I met the author (after having seen his video of this subject) at clojure/conj 2011. Fascinating guy, and can really explain this stuff in more or less terms I can understand.
I don't use it enough to "get it" so I have to re-learn it every time I feel the need to, but this is the go-to spot for me.
Nice article. On the other hand, in a slightly joking manner, I really wonder how some people can live with 8-space tabs with 8+ levels of indentation!
The lisp code in the article doesn't do indentation by a fixed number of spaces. It indents syntactically, i.e., aligns depending on the current depth-level of the s-expression).
It IS really nice to see something on those mysterious monads not written in haskell. I got hung up early into the article though, where the author says something to the effect of "the monad hides the complexity", and that seemed like a silly goal.

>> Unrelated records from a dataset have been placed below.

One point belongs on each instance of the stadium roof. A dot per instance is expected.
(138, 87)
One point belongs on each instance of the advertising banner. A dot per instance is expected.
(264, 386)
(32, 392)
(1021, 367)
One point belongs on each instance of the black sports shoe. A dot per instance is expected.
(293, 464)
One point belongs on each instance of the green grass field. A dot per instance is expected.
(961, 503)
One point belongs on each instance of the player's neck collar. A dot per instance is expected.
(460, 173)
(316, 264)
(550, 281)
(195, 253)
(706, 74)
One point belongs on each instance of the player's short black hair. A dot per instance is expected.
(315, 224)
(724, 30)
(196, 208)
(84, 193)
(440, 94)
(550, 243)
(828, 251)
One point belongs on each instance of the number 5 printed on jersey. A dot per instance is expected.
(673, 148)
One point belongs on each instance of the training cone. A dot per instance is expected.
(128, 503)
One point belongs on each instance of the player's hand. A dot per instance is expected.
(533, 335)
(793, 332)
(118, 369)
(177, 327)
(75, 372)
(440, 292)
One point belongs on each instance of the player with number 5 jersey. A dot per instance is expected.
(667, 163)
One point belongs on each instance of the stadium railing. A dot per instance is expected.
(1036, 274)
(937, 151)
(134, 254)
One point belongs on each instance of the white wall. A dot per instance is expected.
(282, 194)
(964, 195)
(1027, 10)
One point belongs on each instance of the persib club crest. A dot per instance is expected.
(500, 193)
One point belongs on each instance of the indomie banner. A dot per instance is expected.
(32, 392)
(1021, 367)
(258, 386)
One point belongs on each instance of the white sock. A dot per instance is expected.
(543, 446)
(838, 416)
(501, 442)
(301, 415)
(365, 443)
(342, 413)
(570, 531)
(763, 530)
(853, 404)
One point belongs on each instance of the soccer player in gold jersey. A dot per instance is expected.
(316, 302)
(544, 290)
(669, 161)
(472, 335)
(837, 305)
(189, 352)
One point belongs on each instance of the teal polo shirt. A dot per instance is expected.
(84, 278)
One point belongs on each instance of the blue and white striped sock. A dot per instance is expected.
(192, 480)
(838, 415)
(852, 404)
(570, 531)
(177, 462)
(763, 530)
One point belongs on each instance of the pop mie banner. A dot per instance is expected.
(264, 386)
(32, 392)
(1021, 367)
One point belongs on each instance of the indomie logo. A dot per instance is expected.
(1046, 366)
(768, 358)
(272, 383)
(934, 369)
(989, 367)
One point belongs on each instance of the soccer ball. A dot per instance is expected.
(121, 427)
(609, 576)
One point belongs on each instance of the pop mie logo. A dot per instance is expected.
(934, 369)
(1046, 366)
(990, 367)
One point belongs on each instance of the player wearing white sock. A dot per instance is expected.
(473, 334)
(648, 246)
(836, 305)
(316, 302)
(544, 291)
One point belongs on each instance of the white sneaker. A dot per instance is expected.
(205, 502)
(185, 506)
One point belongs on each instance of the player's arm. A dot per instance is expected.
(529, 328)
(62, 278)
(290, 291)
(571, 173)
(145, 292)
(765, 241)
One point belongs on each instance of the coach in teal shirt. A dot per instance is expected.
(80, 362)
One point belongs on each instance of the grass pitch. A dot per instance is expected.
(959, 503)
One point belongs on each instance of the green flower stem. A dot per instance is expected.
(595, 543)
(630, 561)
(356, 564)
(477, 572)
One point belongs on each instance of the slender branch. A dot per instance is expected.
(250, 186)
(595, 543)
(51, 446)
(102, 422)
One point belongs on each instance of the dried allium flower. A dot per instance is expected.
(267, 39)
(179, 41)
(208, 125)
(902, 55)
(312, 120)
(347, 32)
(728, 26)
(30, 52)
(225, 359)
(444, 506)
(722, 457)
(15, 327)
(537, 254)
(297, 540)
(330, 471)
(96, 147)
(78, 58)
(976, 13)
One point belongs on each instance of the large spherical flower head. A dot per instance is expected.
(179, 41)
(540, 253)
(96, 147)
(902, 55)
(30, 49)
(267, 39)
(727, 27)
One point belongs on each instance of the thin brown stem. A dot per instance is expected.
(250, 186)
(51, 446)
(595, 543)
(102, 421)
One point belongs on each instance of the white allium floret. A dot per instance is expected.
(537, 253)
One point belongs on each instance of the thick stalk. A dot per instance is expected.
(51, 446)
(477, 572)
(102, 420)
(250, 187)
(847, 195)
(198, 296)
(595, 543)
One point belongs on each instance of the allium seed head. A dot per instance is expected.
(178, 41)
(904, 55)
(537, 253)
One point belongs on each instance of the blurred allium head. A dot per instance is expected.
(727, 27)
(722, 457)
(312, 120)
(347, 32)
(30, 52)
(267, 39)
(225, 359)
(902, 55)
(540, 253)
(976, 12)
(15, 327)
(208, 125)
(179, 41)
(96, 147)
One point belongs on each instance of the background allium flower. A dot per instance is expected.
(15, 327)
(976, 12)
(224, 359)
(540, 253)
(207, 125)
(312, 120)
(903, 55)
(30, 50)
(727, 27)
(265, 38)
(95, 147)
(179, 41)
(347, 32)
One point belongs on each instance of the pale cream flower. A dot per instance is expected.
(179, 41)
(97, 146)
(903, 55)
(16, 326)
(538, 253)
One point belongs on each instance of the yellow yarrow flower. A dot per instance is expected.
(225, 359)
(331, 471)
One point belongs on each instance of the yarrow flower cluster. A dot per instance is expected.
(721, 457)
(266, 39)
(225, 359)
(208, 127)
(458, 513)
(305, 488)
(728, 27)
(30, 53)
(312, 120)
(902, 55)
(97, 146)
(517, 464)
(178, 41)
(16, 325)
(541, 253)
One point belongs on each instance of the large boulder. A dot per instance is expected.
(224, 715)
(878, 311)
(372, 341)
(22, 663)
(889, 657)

I need to make another pass at it.
Hiding complexity is almost the whole point of most programming languages and a big reason why most of the popular library and frameworks exist. Computer programs are fiendishly complex things, and they're only getting more so as time goes on (now we have several independent processors doing complex things simultaneously in the service of even larger complex things). A lot of software is so big that even most of its components are too much to fit in your head at once. So I think hiding complexity is a pretty sensible goal.
This comment isn't intended as a knock against the article. I think there's a lot of merit in using monadic constructs in languages that aren't Haskell, I just think Haskell's type system makes understanding the concept easier.